Kirsteen had followed every word with a kindling countenance, with responsive flame in her eyes. “Ye speak justly,” she said, with a little heaving of her breast. “For them to whom it’s natural a little may suffice. But I that do it against nature am bound to a different end.” She paused a little, thinking; then raised her head. “It shall be possible,” she said.

He held out his thin and trembling fingers, which were like eagle’s claws.

“Your hand upon it,” he cried. The hot clutch made Kirsteen start and shiver. He dropped her hand with an excited laugh. “That’s the first bargain,” he said, “was ever made between father and child to the father’s advantage—at least, in this house. And a lass,—and all my fine lads that I sent out for honour and for gain!” He leant back on his pillows with feeble sobs of sound, the penalty of his excitement. “Not for me,” he said, “not for me, though I would be the first—but for the auld name, that was once so great.”

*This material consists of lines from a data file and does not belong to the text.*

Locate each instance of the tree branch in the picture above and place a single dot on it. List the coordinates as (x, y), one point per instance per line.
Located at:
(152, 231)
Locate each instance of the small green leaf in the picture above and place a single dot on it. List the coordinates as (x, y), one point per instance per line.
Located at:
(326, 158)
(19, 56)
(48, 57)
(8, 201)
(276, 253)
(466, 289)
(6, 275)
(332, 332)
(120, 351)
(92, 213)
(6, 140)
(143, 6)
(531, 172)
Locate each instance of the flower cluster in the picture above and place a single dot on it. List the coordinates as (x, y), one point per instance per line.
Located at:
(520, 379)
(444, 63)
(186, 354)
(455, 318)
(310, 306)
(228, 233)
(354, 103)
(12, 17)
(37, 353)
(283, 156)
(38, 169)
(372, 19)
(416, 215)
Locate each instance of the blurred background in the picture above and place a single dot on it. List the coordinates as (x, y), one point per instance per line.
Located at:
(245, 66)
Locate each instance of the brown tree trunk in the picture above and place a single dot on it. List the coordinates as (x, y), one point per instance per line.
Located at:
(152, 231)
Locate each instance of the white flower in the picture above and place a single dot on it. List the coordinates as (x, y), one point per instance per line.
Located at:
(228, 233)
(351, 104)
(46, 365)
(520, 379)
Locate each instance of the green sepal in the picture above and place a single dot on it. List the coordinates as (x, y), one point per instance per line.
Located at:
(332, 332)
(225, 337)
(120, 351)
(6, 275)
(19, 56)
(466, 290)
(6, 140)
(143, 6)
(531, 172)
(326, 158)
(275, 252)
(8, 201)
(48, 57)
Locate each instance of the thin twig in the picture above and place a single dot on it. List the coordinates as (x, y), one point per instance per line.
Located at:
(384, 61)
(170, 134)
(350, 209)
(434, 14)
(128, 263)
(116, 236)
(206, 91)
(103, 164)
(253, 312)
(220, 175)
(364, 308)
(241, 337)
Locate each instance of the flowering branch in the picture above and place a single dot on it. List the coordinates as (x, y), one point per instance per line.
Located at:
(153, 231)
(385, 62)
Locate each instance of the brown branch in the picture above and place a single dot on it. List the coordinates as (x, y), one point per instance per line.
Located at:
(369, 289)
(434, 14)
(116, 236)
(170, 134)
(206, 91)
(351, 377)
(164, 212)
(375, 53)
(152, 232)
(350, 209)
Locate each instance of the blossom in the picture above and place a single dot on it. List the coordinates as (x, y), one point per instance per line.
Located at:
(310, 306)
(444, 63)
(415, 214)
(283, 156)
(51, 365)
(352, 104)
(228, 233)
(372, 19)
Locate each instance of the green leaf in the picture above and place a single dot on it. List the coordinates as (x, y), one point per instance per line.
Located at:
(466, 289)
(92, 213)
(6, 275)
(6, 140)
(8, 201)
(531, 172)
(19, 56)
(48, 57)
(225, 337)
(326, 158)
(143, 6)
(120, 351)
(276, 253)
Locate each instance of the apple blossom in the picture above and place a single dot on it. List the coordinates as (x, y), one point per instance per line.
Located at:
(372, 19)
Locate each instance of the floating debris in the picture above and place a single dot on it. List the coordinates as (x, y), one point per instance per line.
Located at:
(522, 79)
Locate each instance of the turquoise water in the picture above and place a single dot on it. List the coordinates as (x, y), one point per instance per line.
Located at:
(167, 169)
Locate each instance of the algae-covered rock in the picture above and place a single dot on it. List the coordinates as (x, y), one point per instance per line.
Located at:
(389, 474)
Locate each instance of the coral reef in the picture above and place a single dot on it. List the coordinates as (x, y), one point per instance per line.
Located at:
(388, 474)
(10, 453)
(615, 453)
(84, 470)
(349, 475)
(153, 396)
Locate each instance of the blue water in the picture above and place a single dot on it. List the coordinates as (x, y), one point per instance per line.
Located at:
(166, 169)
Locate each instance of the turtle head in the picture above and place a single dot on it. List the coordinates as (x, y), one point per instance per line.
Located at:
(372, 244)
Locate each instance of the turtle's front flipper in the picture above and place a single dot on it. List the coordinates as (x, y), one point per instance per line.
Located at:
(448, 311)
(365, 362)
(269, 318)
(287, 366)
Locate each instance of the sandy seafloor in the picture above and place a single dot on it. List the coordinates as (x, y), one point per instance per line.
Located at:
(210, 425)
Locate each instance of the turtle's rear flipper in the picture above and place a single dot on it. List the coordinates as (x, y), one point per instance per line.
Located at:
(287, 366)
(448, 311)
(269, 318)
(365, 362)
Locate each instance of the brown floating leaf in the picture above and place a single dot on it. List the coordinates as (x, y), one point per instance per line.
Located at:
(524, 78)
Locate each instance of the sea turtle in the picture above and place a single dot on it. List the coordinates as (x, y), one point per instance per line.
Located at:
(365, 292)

Kirsteen unfolded the paper tremulously, with tears lingering on her eyelashes. “Father, if ye will look here——”

“Go away with your news and your follies,” he said roughly. “You think much of your London town and your great world, as ye call it, but I think more of my forbears’ name and the lands they had, and to bring to confusion a false race. Kirsteen,” he put out his hand again, and drew her close to the bedside, clutching her arm. “I’ll tell you a thing I’ve told nobody. It was me that did it. I just took and threw him down the linn. Me an old man, him a young one, and as false as hell. He was like the serpent at that bairn’s lug; and I just took him by the scruff of the neck. My hand’s never got the better of it,” he added, thrusting her away suddenly, and looking at his right hand, blowing upon it as if to remove the stiffness of the strain.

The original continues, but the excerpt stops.